Building Your Transfer Outreach Action Plan

Recruiting Transfers is not the Same as Recruiting First-Year Students

Consider that while most community college students intend to transfer, over three-quarters of students are unsure where they want to transfer to… but still limit the size of their lists to 2-4 schools.

TIP: Leverage location-based mobile advertising (i.e. geofencing) to serve sponsored content to students while they are “on-the-go” on their community college campus.

Over half of potential transfer students will wait to reach out to admissions offices until they are ready to start the application process and most students limit their lists to between 2-4 schools.

TIP: We are talking about an audience that is either actively or passively staying off of your radar. Your web team can set up retargeting advertising focused specifically on visitors to your transfer information section on your website can be very effective at ensuring you remain “top-of-mind” to stealth prospects.

Less than 10% of potential transfer students rate college fairs as the most valuable resource when considering transfer options as compared to 20% valuing school specific websites. Additionally, the top concerns of potential transfers about transferring are cost, course difficulty, and adjusting socially.
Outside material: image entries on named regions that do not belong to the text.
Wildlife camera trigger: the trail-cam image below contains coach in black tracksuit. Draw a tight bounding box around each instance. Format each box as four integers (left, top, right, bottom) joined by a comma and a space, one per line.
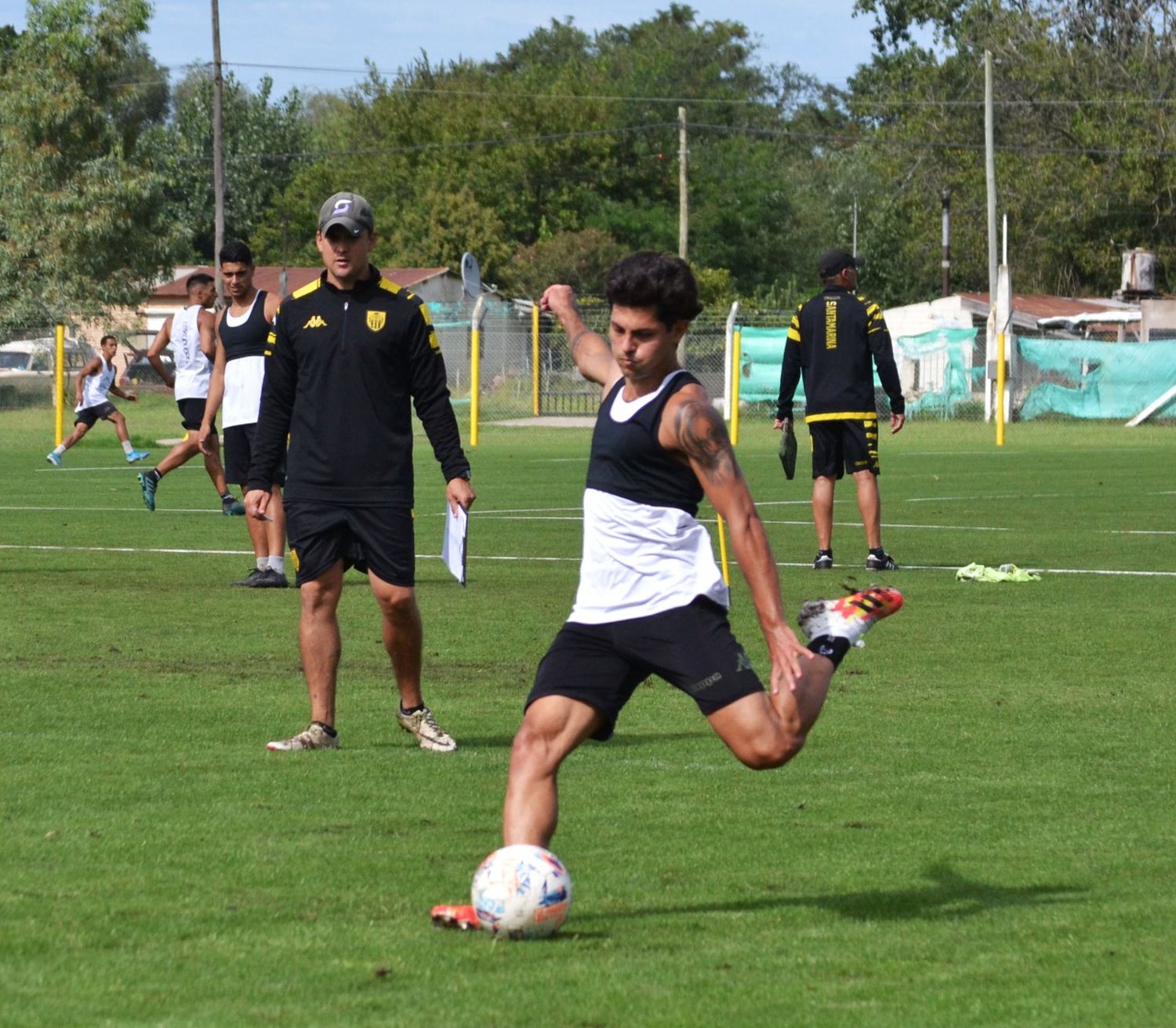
246, 193, 474, 752
775, 249, 907, 571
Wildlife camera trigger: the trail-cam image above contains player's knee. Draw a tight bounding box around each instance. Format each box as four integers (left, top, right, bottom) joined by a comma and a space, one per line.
736, 731, 804, 771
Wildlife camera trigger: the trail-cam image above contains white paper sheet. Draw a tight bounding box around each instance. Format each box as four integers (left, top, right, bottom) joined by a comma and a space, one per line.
441, 503, 470, 585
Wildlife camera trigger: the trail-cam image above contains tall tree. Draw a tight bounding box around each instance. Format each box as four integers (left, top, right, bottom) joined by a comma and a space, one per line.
0, 0, 180, 325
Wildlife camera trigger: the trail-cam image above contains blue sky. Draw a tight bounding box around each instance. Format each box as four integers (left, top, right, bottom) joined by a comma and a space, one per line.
0, 0, 908, 94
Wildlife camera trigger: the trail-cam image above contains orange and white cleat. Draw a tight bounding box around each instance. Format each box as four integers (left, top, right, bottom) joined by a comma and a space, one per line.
430, 903, 482, 932
800, 586, 902, 646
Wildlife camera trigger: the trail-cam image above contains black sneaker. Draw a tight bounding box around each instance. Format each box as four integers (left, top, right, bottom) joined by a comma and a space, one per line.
258, 568, 291, 590
230, 568, 270, 590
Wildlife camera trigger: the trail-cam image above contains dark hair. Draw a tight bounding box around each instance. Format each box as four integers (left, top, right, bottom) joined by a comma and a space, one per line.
604, 249, 702, 329
219, 239, 253, 265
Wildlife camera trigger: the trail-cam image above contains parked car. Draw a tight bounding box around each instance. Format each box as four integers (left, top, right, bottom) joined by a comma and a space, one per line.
0, 336, 94, 398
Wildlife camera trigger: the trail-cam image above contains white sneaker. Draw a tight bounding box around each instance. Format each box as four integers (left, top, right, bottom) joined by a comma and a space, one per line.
266, 721, 339, 753
800, 586, 902, 646
397, 707, 458, 753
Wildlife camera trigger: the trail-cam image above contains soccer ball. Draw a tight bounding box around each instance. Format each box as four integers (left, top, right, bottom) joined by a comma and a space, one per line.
470, 844, 572, 939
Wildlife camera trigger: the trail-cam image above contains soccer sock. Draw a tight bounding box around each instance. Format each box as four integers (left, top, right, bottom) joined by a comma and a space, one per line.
808, 635, 849, 670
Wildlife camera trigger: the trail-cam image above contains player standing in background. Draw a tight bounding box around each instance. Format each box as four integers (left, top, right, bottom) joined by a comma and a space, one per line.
775, 249, 907, 572
199, 242, 289, 590
245, 193, 474, 753
433, 252, 902, 928
139, 272, 245, 514
45, 336, 151, 467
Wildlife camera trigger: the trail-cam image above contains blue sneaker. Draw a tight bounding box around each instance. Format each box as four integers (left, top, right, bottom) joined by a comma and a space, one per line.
136, 474, 155, 510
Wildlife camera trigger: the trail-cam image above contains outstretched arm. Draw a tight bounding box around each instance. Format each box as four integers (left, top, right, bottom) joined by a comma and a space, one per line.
539, 286, 621, 392
659, 386, 813, 693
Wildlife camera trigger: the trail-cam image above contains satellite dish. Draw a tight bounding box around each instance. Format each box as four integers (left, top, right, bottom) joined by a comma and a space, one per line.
461, 251, 482, 298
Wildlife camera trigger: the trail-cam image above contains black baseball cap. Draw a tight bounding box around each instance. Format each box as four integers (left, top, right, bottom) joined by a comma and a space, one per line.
816, 249, 865, 279
319, 193, 376, 237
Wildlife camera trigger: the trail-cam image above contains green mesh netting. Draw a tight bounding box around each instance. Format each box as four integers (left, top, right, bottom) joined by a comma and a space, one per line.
1018, 339, 1176, 421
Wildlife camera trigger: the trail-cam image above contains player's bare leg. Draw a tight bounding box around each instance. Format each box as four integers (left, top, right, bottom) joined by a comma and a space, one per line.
503, 696, 602, 847
813, 475, 837, 550
854, 472, 882, 550
299, 560, 343, 727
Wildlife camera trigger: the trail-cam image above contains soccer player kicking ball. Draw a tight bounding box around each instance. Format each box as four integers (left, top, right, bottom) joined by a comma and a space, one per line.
433, 252, 902, 928
45, 336, 151, 468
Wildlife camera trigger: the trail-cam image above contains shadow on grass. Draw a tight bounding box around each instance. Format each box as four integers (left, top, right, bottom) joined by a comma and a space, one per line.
576, 863, 1087, 922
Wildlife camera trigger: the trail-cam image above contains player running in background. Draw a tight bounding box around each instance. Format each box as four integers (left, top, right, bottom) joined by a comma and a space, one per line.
139, 272, 245, 514
433, 252, 902, 928
199, 242, 289, 590
45, 336, 151, 467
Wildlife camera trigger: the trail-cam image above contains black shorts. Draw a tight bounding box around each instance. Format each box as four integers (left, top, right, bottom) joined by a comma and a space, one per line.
176, 397, 216, 435
808, 418, 879, 479
283, 496, 416, 588
221, 423, 286, 489
74, 400, 119, 428
527, 597, 764, 743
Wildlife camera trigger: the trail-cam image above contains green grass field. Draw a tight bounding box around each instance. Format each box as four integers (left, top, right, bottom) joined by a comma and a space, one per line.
0, 397, 1176, 1028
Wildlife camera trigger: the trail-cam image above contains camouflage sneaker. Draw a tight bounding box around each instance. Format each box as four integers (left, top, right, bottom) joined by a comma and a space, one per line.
397, 707, 458, 753
800, 586, 902, 646
430, 903, 482, 932
266, 721, 339, 753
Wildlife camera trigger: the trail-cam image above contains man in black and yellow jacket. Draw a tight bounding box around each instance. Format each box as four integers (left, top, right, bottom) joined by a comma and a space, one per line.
775, 249, 907, 571
246, 193, 474, 753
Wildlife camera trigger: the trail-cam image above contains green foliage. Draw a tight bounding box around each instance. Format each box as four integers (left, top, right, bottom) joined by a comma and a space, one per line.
153, 68, 315, 263
0, 0, 181, 325
499, 228, 627, 300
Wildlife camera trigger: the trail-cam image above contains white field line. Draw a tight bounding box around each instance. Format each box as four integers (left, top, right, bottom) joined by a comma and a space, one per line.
0, 543, 1176, 579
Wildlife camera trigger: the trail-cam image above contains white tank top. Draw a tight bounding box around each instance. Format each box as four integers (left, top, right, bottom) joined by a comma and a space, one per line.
172, 303, 213, 400
568, 376, 729, 625
74, 354, 114, 413
221, 291, 266, 428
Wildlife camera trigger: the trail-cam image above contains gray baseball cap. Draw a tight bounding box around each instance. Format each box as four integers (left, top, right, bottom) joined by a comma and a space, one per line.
319, 193, 376, 237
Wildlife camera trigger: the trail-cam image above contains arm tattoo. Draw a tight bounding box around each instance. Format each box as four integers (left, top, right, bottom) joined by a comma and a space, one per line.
674, 400, 740, 484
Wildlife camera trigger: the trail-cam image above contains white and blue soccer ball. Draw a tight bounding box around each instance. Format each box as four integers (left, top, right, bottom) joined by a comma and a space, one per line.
470, 844, 572, 939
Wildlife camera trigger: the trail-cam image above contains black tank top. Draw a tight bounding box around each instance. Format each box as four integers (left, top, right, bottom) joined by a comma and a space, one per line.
586, 371, 703, 518
221, 289, 270, 361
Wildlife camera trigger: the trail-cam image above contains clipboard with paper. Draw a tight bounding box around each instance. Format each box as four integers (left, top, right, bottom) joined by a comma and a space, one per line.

TIP: When serving digital media (outlined in the tips above), consider driving prospects to a custom-landing page with content specific for transfer students. Contact your NRCCUA Regional Director to learn more. 

Transfer Recruitment is a Strategic Priority Not a “Side of the Desk” Project for a Counselor.

Nearly 30% of professionals surveyed by University Business believe retention at their institution will decline or stay the same in 2017. Additionally, only 7% believed retention would increase significantly.

TIP: Transfer students can help bridge retention gaps by filling capacity in upper-level courses; contributing to student success and institutional health.

Nearly two-thirds of professionals believe transfer enrollment will moderately tosignificantly grow in the near future while there are increased expectations of declines in “traditional” undergraduate enrollment.

TIP: Transfer students can contribute to the overall health of your institution while also contributing to degree completion. Creating an active dialogue with transfer prospects can ensure you are “top of mind” as they are building their lists.

Nearly all community college students intend to continue to finish a bachelor’s degree, however 1/3 of students will not within 6 years of transferring. Most potential transfer students consider the process to be challenging.

TIP: If transfer recruitment is a priority for your institution, empower a member of your staff to own the process as a lead point-of-contact. Align this person with retention and student success offices to ensure transfer students feel welcome and supported on campus.